Ponto de cultura afro-brasileira

Quilombo do Grotão promove aulas em prol da cultura afro-brasileira.

O Quilombo do Grotão se tornou Ponto de Cultura, pelo programa Rede Cultura Viva de Niterói, que traça um mapeamento de toda a produção cultural da periferia do município, com o objetivo de aumentar a interlocução entre a prefeitura e as ações realizadas em nível local.

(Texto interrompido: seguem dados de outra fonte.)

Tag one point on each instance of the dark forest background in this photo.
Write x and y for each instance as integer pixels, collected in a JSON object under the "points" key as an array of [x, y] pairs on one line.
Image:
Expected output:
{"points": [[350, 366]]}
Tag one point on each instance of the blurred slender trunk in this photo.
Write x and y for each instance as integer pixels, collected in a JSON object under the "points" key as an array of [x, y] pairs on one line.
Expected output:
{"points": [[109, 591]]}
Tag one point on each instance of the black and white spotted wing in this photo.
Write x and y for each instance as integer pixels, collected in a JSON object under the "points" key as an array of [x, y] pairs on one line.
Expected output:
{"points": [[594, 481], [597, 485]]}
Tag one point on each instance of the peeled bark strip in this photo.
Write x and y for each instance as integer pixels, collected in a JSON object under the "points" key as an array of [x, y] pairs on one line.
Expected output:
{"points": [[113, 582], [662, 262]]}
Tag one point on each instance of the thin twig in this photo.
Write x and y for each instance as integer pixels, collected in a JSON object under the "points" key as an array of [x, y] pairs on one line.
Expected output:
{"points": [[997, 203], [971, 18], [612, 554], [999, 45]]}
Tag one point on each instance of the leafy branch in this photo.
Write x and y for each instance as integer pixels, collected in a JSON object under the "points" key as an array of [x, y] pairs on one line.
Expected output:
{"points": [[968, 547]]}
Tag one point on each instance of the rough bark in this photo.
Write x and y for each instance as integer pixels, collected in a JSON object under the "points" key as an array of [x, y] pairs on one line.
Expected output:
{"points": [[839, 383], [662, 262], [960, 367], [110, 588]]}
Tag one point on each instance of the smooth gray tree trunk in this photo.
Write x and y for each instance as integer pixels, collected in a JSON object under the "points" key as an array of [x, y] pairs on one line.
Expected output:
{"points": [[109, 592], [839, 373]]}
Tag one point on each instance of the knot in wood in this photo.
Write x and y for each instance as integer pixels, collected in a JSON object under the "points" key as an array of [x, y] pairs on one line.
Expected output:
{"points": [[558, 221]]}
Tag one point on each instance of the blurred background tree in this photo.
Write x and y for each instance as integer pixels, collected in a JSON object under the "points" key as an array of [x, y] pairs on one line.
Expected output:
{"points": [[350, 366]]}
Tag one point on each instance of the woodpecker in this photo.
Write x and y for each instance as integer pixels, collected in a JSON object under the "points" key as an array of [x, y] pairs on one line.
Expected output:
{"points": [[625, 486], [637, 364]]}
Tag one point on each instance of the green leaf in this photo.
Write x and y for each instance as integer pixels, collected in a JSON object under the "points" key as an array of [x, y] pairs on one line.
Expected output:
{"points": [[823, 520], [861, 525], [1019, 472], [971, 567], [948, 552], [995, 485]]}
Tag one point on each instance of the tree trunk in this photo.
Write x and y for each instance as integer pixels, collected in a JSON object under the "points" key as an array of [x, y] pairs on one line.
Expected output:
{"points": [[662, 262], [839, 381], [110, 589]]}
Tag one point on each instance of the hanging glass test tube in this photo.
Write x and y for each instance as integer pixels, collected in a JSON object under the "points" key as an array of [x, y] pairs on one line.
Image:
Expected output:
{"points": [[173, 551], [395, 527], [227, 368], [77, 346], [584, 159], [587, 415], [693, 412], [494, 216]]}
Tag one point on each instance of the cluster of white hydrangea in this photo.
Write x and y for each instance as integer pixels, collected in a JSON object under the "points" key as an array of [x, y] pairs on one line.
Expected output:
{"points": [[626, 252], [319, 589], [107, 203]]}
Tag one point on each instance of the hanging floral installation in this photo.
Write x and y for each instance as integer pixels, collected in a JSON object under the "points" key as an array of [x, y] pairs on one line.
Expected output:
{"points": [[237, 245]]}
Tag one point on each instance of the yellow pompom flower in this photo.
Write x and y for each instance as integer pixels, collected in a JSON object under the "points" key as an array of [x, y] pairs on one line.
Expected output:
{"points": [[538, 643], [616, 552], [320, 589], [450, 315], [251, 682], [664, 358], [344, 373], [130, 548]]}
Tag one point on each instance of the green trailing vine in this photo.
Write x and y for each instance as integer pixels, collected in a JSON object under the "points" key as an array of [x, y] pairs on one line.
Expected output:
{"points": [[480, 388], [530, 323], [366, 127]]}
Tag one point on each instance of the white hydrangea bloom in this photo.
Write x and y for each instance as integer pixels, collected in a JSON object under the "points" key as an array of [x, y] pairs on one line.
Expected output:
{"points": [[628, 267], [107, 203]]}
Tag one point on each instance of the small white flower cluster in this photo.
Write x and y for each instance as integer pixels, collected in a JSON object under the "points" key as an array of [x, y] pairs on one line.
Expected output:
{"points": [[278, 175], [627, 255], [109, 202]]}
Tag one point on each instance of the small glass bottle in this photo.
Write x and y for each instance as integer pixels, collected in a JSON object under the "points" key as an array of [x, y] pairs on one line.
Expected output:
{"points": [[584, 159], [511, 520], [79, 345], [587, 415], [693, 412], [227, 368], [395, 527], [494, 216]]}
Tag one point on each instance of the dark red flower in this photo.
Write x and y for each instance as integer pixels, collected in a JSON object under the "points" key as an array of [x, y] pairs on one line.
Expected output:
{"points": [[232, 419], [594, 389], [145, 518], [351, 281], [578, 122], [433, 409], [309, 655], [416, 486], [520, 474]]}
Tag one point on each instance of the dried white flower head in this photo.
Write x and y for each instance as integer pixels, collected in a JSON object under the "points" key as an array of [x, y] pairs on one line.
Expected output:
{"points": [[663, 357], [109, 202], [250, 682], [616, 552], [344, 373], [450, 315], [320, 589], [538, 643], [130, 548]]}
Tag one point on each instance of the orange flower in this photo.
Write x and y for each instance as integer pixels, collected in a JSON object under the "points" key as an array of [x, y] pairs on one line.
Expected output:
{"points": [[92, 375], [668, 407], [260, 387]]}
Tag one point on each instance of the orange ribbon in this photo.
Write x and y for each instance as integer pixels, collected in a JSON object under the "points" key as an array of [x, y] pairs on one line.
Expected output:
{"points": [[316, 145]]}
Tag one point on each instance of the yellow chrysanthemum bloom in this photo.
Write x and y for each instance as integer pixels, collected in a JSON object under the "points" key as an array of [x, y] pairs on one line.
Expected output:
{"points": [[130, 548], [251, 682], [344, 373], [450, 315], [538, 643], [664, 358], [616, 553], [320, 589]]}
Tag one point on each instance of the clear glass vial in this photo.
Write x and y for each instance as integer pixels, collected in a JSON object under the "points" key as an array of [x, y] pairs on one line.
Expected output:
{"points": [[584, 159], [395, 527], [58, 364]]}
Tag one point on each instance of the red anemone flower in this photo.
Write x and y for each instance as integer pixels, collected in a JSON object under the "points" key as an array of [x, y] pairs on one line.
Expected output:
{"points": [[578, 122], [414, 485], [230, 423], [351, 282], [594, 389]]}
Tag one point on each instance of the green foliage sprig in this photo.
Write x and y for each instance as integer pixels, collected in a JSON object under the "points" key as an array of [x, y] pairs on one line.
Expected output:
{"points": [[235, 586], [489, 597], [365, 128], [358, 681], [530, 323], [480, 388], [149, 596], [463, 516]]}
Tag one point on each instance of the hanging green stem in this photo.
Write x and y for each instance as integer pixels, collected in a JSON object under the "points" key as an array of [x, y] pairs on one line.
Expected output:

Lá são realizadas atividades que vão desde oficinas com ervas medicinais para a produção de sabonetes, até aulas de percussão, capoeira e artesanato. O Grotão se tornou um espaço de referência também para os amantes da tradicional feijoada à lenha e da roda de samba “raiz”, como é orgulhosamente chamada.

O dinheiro dos eventos é revertido em obras de saneamento, sinalização, água, eletricidade e sustentabilidade. A preservação do meio ambiente, aliás, é objeto de grande defesa dos moradores, conscientes de sua origem na agricultura e da relação direta da natureza com uma vida de qualidade.

O Quilombo do Grotão fica na Rua 41, sítio 77 Manoel Bonfim, Serra da Tiririca, no Engenho do Mato.